Smock chairs and sits on numerous dissertation committees, co-authors papers with students, and serves on the steering committee of MORE (Mentoring Others Results in Excellence), whose mission is to enhance and support graduate student mentorship at the University. She is also just finishing a two-year term as graduate director in the sociology department. Smock has thrown herself into that last task with typical gusto: Last year, for a skit in the annual cabaret put on by 1st year grad students, she channeled former American Idol judge Paula Abdul. “I’ve never seen American Idol,” says 4th year doctoral candidate in sociology and assistant research scientist Kristin Seefeldt, “but I think she nailed it.” According to Seefeldt, Smock’s commitment to her role as director helped energize graduate students, both inside and outside of the classroom.

Similarly, Smock sees her role in sociology not just as a researcher, but as one who serves the field. Her work on review panels for the National Institutes of Health has been singularly “satisfying and rewarding,” she says. Currently Smock is principal investigator for the Integrated Fertility Survey Series, an ambitious five-year project supported by the Eunice Kennedy Shriver National Institute of Child Health and Human Development to harmonize—or make comparable—data from ten fertility surveys dating back to 1955. She has also been associate director of ISR and associate director of the Pop Studies Center.

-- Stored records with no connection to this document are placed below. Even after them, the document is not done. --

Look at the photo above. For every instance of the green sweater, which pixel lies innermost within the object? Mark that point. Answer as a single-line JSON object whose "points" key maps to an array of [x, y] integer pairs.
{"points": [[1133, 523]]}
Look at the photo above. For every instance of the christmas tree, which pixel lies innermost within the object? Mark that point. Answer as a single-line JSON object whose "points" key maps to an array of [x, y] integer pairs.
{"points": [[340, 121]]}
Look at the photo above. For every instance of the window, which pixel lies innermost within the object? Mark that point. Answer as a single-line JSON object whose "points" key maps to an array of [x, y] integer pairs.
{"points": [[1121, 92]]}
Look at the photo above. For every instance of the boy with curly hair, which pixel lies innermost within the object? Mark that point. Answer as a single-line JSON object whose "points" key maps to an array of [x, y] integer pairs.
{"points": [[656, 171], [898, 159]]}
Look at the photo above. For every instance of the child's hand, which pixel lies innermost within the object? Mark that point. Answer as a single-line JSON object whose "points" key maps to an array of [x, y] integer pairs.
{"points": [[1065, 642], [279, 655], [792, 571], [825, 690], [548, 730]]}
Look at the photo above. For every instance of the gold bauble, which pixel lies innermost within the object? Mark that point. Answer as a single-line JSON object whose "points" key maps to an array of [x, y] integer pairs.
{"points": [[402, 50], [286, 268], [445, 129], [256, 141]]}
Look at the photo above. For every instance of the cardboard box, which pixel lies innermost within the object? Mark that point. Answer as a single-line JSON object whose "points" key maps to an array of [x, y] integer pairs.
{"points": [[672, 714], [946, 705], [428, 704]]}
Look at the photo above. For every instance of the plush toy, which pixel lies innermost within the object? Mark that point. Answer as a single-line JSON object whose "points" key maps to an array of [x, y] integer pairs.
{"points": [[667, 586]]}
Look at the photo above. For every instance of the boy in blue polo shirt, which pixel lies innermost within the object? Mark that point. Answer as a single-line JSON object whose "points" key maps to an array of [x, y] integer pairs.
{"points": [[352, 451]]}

Now, as she takes over as center director, Smock looks forward to a new kind of learning and growth. “I love my field, and believe my colleagues are doing fantastic work, so it’s an honor to be the next person to serve as director.” Wendy Manning predicts Smock’s impact will be measurable. “Everything she does she takes on in a big way,” Manning says. “She’ll be a great center director because she’ll ask people questions that will make their research better. She’ll challenge people to think a little differently.”

And, no doubt, Smock will sometimes do things a little differently, as well, even as she continues her quest for knowledge and insight. “I know I’m probably never going to figure all of it out,” she says, “but I’m going to give it the best that I’ve got.”